Plan For ‘Graceful Degradation’ To Save Yourself Some Hassle When Stuff Breaks

Plan For ‘Graceful Degradation’ To Save Yourself Some Hassle When Stuff Breaks

Your plans are going to fail. It doesn’t matter how clever you are or how much you prepared, something is going to go wrong at some point. Your losses won’t be determined by how much you can prevent things from breaking, but rather by how you handle it when they do.

Photo by Antti T. Nissinen.

As author Seth Godin points out, everything breaks at some point. Rather than trying to prevent breaks from ever occurring, you should probably spend some effort on creating a failsafe so that the damage caused when it happens doesn’t ruin you. Godin uses the example of the air conditioner in your house:

Air conditioners, for example, gradually lose their charge. When they do, icing can occur. When that happens, the drain pans overflow and water seeps away.

The smart builder, then, anticipates all this and has the pan connected to some sort of drain, as opposed to having it rot the beams or collapse a ceiling.
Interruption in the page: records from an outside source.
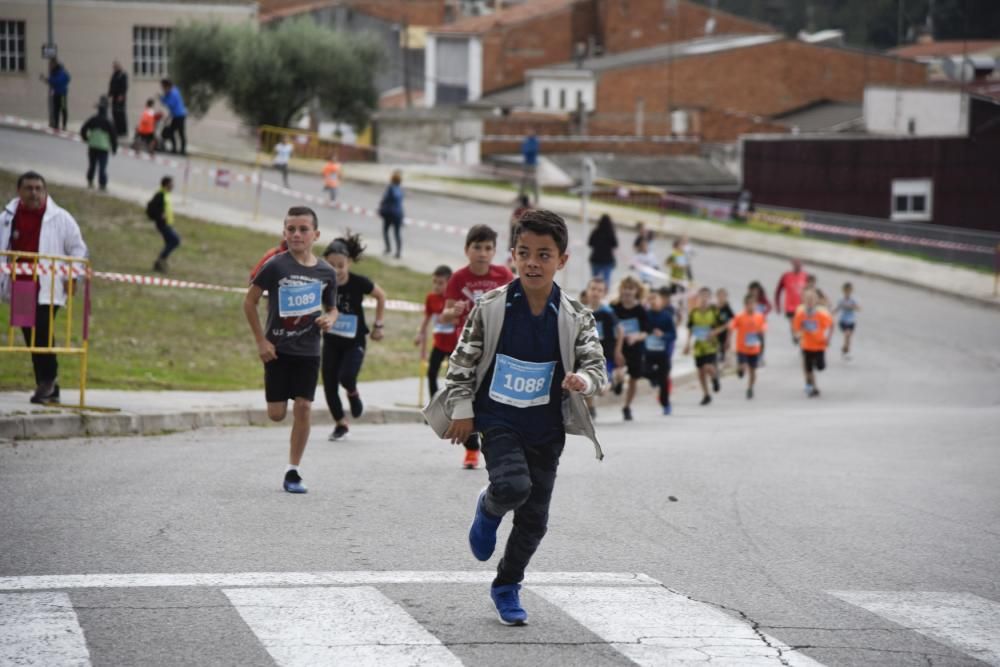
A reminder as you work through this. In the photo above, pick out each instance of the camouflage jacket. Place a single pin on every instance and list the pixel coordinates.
(469, 364)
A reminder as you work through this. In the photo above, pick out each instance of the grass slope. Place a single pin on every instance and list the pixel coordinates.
(162, 338)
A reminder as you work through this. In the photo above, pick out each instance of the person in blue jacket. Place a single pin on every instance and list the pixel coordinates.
(391, 211)
(58, 80)
(172, 99)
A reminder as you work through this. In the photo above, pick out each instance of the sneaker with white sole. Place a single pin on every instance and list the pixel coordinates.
(507, 601)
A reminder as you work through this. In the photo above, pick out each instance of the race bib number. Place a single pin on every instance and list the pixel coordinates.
(441, 328)
(630, 326)
(299, 300)
(656, 343)
(346, 326)
(521, 384)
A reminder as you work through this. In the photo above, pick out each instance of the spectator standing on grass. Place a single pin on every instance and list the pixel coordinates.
(58, 80)
(282, 154)
(172, 99)
(160, 210)
(101, 140)
(603, 241)
(32, 222)
(391, 211)
(529, 154)
(117, 91)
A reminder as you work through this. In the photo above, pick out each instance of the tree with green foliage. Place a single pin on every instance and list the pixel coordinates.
(268, 76)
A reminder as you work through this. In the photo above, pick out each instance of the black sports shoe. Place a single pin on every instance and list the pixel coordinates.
(46, 393)
(293, 482)
(357, 407)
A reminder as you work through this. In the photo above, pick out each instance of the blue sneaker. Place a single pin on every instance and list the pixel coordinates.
(293, 482)
(483, 531)
(508, 604)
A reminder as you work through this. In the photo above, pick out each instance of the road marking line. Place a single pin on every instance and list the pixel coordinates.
(962, 620)
(41, 629)
(360, 578)
(653, 626)
(356, 626)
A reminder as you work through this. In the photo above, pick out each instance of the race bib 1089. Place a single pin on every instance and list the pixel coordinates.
(298, 300)
(521, 384)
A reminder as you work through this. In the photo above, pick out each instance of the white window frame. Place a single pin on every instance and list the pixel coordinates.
(12, 47)
(150, 51)
(910, 189)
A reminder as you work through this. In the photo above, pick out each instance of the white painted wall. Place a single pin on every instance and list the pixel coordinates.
(537, 85)
(475, 69)
(430, 60)
(931, 112)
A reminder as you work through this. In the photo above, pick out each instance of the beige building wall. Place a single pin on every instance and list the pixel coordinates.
(90, 34)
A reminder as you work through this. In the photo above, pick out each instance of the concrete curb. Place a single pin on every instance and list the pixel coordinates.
(82, 424)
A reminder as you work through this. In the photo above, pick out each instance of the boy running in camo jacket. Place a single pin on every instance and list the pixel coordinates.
(526, 358)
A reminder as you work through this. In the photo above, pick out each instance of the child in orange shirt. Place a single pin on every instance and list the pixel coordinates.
(812, 327)
(331, 177)
(748, 338)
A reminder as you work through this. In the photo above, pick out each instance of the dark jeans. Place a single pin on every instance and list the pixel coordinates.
(396, 223)
(170, 238)
(46, 366)
(119, 118)
(177, 132)
(58, 110)
(434, 367)
(97, 160)
(522, 474)
(341, 366)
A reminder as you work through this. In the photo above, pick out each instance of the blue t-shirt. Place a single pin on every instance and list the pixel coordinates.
(529, 150)
(664, 321)
(523, 389)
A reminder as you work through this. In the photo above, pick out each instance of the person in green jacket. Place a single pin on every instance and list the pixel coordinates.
(160, 210)
(101, 138)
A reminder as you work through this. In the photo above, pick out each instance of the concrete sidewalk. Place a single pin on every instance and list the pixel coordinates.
(154, 412)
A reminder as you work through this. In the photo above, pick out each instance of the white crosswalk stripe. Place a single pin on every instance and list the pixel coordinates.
(40, 629)
(337, 626)
(655, 626)
(962, 620)
(315, 618)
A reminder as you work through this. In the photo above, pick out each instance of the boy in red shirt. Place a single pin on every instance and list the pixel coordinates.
(465, 288)
(748, 338)
(445, 335)
(812, 327)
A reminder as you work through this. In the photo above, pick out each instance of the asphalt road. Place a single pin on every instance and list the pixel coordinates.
(859, 528)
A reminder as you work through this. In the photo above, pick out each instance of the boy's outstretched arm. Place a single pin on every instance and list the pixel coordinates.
(590, 374)
(461, 378)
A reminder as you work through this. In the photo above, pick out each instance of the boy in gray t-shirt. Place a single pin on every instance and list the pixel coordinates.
(302, 297)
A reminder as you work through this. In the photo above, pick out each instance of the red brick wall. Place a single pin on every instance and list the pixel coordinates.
(510, 50)
(764, 80)
(637, 24)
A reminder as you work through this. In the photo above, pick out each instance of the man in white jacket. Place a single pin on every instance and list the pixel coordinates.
(32, 222)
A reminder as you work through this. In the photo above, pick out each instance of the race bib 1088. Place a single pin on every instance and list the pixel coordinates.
(521, 384)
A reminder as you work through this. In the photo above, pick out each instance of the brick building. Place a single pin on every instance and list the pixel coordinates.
(479, 55)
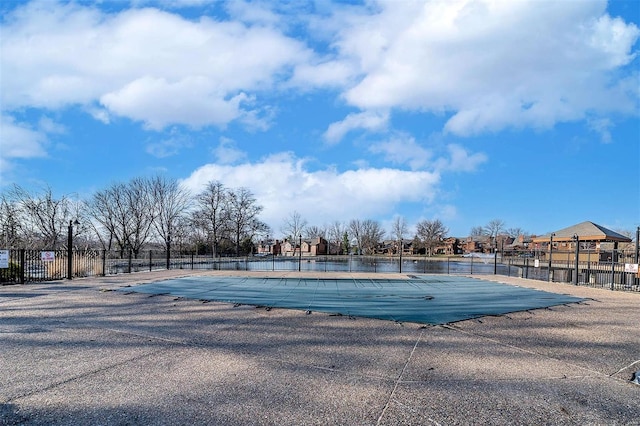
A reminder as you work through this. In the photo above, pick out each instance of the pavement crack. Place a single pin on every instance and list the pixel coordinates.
(81, 376)
(399, 378)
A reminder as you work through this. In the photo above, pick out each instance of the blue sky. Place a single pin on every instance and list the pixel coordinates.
(463, 111)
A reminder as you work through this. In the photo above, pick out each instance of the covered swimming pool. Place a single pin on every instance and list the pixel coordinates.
(425, 299)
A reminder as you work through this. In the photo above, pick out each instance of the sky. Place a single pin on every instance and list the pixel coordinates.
(464, 111)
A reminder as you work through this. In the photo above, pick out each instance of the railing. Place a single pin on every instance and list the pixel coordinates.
(613, 271)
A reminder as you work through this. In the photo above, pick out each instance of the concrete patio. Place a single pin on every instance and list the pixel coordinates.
(78, 352)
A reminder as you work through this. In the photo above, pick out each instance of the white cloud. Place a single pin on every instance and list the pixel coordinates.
(492, 64)
(169, 146)
(282, 184)
(19, 140)
(460, 160)
(403, 149)
(227, 153)
(602, 126)
(144, 64)
(368, 120)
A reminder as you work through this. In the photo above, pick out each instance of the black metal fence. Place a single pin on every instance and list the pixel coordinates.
(615, 270)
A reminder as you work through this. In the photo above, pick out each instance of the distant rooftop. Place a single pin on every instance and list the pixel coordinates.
(586, 231)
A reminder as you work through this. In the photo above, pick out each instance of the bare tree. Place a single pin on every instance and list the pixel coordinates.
(355, 231)
(169, 201)
(45, 216)
(430, 233)
(243, 215)
(10, 223)
(515, 232)
(493, 229)
(123, 212)
(212, 213)
(312, 232)
(294, 226)
(476, 231)
(335, 234)
(371, 235)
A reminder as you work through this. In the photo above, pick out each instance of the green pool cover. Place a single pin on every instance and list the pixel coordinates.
(425, 299)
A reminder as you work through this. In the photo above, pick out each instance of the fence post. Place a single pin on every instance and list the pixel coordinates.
(495, 262)
(613, 267)
(22, 261)
(576, 238)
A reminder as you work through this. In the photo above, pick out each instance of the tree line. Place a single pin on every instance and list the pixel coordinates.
(157, 212)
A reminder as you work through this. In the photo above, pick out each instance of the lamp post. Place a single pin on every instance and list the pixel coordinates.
(300, 254)
(551, 255)
(70, 248)
(577, 241)
(400, 249)
(637, 244)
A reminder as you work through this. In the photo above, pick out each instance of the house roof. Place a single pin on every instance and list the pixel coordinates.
(586, 231)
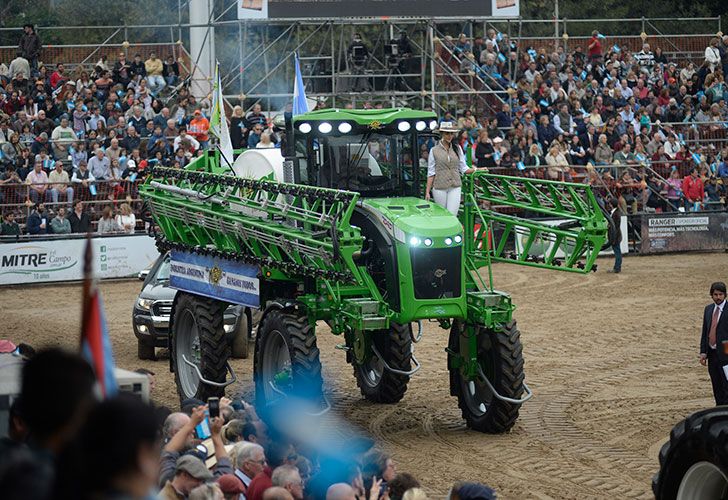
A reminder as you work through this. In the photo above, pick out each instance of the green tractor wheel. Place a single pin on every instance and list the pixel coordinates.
(286, 360)
(198, 336)
(376, 382)
(501, 358)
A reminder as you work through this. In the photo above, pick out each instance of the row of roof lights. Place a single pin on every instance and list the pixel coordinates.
(346, 127)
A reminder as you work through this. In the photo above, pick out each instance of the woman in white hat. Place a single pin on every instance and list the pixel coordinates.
(445, 166)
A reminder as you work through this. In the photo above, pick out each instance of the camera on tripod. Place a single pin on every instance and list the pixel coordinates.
(392, 53)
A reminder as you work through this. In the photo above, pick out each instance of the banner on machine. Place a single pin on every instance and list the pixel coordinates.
(220, 279)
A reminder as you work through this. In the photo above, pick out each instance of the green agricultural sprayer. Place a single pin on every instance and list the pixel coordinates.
(336, 232)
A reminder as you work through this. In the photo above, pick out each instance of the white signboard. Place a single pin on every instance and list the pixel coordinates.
(505, 8)
(252, 9)
(62, 260)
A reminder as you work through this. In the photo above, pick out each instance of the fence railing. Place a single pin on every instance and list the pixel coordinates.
(20, 197)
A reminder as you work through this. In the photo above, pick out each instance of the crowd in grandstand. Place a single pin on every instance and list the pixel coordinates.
(64, 443)
(634, 124)
(89, 134)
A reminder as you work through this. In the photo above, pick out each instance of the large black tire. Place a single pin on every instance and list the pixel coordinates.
(501, 357)
(242, 340)
(286, 362)
(197, 331)
(694, 462)
(145, 350)
(378, 384)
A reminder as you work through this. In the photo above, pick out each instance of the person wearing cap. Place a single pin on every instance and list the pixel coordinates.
(189, 473)
(445, 166)
(30, 46)
(174, 450)
(43, 124)
(19, 65)
(154, 68)
(37, 181)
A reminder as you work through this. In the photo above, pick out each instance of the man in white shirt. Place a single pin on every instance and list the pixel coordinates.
(184, 137)
(62, 136)
(714, 334)
(671, 147)
(645, 58)
(250, 460)
(100, 166)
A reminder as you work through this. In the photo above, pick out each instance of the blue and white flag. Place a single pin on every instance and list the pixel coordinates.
(218, 122)
(300, 105)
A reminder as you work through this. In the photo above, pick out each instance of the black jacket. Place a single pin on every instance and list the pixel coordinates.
(721, 332)
(79, 225)
(615, 238)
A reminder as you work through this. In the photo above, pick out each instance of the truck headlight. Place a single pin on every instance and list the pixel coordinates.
(145, 304)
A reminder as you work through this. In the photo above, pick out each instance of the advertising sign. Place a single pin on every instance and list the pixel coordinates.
(680, 232)
(216, 278)
(62, 260)
(285, 9)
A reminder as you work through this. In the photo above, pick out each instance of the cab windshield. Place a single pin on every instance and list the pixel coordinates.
(373, 164)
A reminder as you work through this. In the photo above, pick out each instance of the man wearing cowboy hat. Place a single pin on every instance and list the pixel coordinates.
(30, 46)
(445, 165)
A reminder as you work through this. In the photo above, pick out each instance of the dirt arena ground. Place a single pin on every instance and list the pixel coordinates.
(612, 360)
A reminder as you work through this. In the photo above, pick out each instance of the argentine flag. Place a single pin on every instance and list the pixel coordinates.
(218, 123)
(300, 105)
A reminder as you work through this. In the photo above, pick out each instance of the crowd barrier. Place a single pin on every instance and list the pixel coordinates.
(52, 259)
(19, 198)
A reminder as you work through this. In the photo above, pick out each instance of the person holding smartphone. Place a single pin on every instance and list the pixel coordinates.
(175, 448)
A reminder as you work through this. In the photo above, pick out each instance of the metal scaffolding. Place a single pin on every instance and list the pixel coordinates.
(429, 77)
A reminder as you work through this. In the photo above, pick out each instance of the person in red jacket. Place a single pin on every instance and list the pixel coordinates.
(595, 47)
(198, 128)
(693, 190)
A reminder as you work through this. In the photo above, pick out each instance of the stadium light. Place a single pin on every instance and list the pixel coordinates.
(344, 127)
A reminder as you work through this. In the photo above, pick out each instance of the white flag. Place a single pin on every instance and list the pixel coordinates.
(218, 123)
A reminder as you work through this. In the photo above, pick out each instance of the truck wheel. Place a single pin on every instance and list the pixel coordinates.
(145, 350)
(501, 357)
(694, 462)
(198, 334)
(378, 384)
(286, 362)
(242, 340)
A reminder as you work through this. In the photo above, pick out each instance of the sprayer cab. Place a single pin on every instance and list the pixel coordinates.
(373, 152)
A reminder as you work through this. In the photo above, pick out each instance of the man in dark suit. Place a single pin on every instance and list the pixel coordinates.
(712, 348)
(615, 238)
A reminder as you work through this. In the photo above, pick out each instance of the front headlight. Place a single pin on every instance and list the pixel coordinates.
(145, 304)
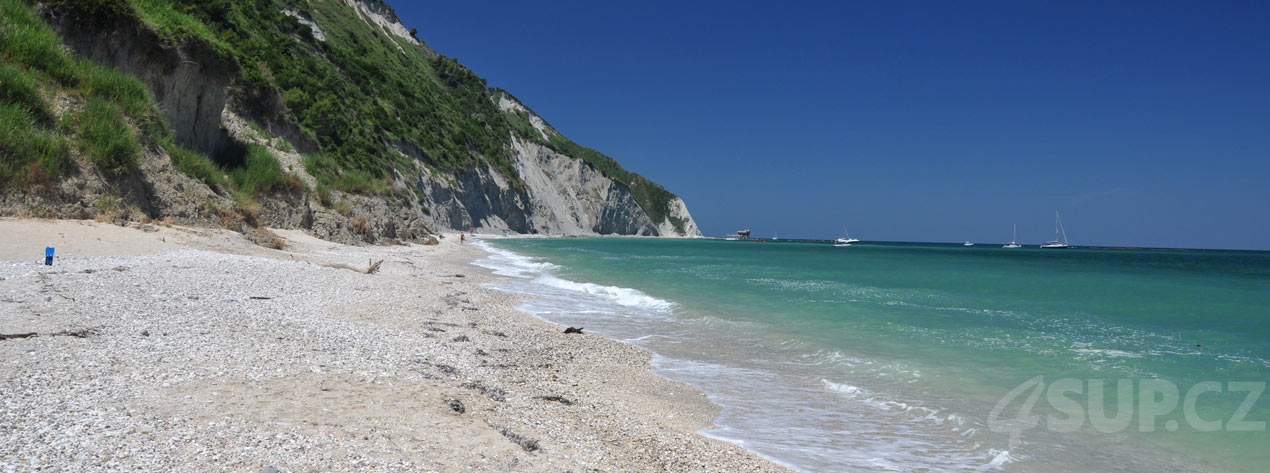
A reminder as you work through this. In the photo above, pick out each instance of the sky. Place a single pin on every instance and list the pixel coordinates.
(1143, 123)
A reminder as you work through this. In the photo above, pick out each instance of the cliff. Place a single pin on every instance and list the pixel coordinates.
(324, 115)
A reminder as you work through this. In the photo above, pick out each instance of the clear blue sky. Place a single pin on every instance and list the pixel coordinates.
(1144, 123)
You can apply this same principle to anything. You may have a strong career now, but without a backup plan, you could find yourself jobless in a down economy. You may be making payments on your debt now, but if a sudden expense hits you, your whole budget could be thrown out of whack. Whatever your situation, planning for failures to occur and giving yourself a graceful way to handle the degradation can make all the difference.